那开心的笑容让君钰澄有点不想压抑自己想要揍他的冲动啊
“正如你所说的那样,江浩国是临危受命,所以江娉婷现在想要把他拉下台会被人戴上卸磨杀驴的帽子,秦城”
君钰澄一边说一边在地图上画了个,让高飞鹰刚刚还有些嬉皮笑脸的样子顿时就变得沉重起来。
不过原因如何,不过过程怎样,最终的结果,都是他们避免不了这一场争斗会带来的后果,这才是他们最无奈的地方!
“接下来说苏城靳军”
君钰澄的手指随即划到了苏城上面,却又有些想要收回来的冲动,心中的不忍让他深呼吸了一下,才郑重的轻敲了一下地图。
“靳帅是大将之材,为国为民,这一点,毋庸置疑。”
听到他对靳连勋的夸奖,高飞鹰却是撇了撇嘴,但他还是没有开口吐槽,毕竟君钰澄对靳连勋的推崇和信服,是连左爷都比不上的
否则,以他的能力,又怎么会心甘情愿的待在靳帅手底下呢?
“但是,靳家的情况却不比江家简单。江家只有内忧,靳家却还有外患!”
随后,君钰澄便在一旁拿过一张纸,写出了苏城如今的情况。
江家及政界其他世家对靳军军权的虎视眈眈。
靳连勋的两个儿子各自为政,靳博山尚且未知,不过从他这几次的手笔来看,绝不是一个等闲之辈。
靳仲川成事不足败事有余,还和连家牵扯不清。
连家在苏城的势力根深蒂固,是靳军在苏城里最大的隐患。
再加上苏城附近还有以高飞鹰为主,能力不低的山寨土匪,以及他本人的功高盖主。
这样一算下来,靳家和靳军简直就是一盘烂棋,从里到外的腐烂,只是被君钰澄维持着表面的光彩罢了!
而那些人,还都浑然不知!
高飞鹰和左爷两个人看完他写的势力分布图,不由的都为君钰澄感到不值。
“老子之前就跟你说过了,让你出来单干,甚至是跟着老子一起干也好过你待在那个靳军里,你现在看看,人家给你惹了多少麻烦,你要给他们擦多少屁股啊?”
且不说他的飞鹰寨兵强马壮,就只说连家在苏城的势力,还有一个靳仲川时不时在背后给靳军拖后腿,就足够让君钰澄疲于奔命了!

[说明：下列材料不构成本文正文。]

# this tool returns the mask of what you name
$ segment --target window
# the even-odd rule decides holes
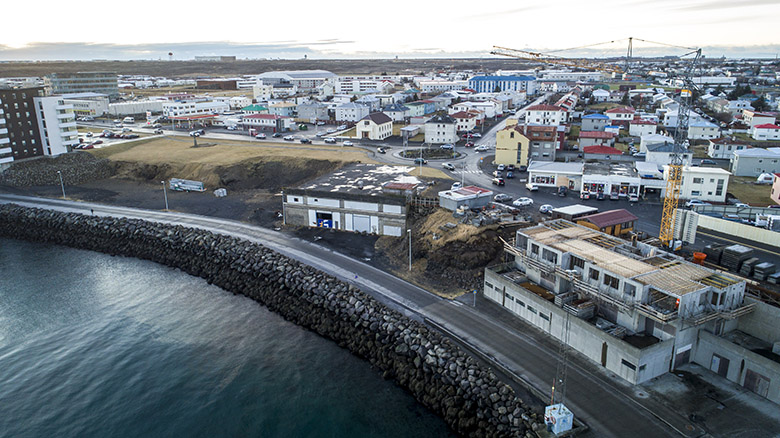
[[[611,275],[604,274],[604,284],[611,287],[612,289],[617,289],[620,285],[620,280],[612,277]]]

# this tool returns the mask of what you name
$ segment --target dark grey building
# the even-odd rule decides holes
[[[42,87],[0,88],[0,164],[43,155],[33,97]]]

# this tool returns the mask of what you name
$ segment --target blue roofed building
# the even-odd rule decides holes
[[[604,114],[588,114],[582,116],[581,131],[603,131],[609,123],[609,117]]]
[[[474,76],[469,79],[469,88],[477,93],[500,91],[523,91],[536,94],[536,78],[533,76]]]

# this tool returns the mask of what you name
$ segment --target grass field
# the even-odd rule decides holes
[[[756,179],[748,176],[732,176],[729,180],[728,192],[739,198],[741,202],[765,207],[774,204],[769,198],[771,184],[753,184]]]

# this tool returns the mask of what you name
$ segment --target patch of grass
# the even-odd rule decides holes
[[[753,184],[755,181],[755,178],[749,176],[732,176],[729,180],[728,192],[746,204],[755,206],[774,204],[769,197],[772,185]]]
[[[90,152],[113,161],[144,164],[203,164],[226,166],[252,158],[284,159],[308,158],[330,161],[361,161],[374,163],[362,149],[341,146],[315,146],[285,143],[242,142],[202,138],[199,144],[209,147],[192,147],[192,140],[185,137],[149,138],[136,142],[120,143]]]

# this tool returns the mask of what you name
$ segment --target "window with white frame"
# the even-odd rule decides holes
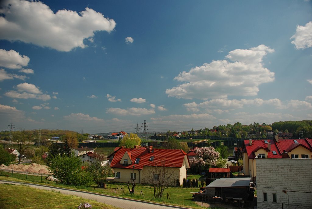
[[[299,155],[296,154],[292,154],[291,158],[299,158]]]
[[[265,158],[266,157],[266,154],[258,154],[258,157],[259,158]]]
[[[130,178],[131,179],[135,180],[136,179],[136,173],[131,173],[130,175]]]
[[[301,158],[305,158],[306,159],[308,159],[309,158],[309,155],[301,155]]]
[[[120,172],[115,172],[115,177],[120,178]]]
[[[157,173],[154,174],[154,180],[159,180],[159,174],[157,174]]]
[[[266,192],[263,192],[263,201],[267,202],[268,201],[268,193]]]
[[[272,202],[276,202],[276,193],[272,193]]]

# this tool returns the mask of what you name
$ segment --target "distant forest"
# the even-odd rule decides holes
[[[255,122],[253,124],[245,125],[242,125],[241,123],[236,122],[233,125],[216,125],[213,127],[206,127],[198,130],[194,130],[190,127],[189,130],[185,131],[168,131],[167,132],[163,133],[163,135],[169,136],[178,132],[182,132],[185,136],[191,136],[192,134],[189,134],[188,133],[188,131],[196,131],[197,135],[215,135],[220,137],[236,138],[247,138],[248,135],[259,133],[261,133],[261,136],[266,137],[266,134],[268,132],[273,132],[275,134],[279,132],[281,132],[291,133],[294,138],[311,138],[312,136],[312,120],[280,121],[274,122],[272,124],[267,124],[264,123],[260,124]],[[80,142],[86,139],[88,134],[85,133],[82,135],[75,132],[58,129],[25,130],[25,132],[29,141],[39,141],[40,139],[41,141],[44,141],[52,137],[61,138],[66,134],[72,133],[77,135],[77,138],[78,141]],[[10,131],[2,131],[0,132],[0,140],[10,141]]]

“少言,高老弟这话糙理不糙,以你的能力,又何必继续待在靳军里,处处吃力不讨好”左爷也为他这处处被掣肘的处境打抱不平着。
君钰澄却是摇了摇头,“左爷,高兄,我很明白你们的心情。
只是,靳帅在我微末之时,即便我身体孱弱,甚至性命不久的情况下都愿意将靳军参谋长这样的位置交予我,我又怎么能在这个时候弃他而去呢?”
最起码,在靳连勋还健在的时候,他就绝不会离靳军而去!
听到他的话,高飞鹰那原本还想继续劝阻的话就吞回了肚子里,虽然他还是很嫌弃君钰澄这有些固执的想法,但也不是不可以理解和接受了
“而不管是秦城江家还是苏城靳家,最终最根本依附的,还是闽城皇甫家的财势!”
说了这么多,君钰澄也终于说到了最重要的一点。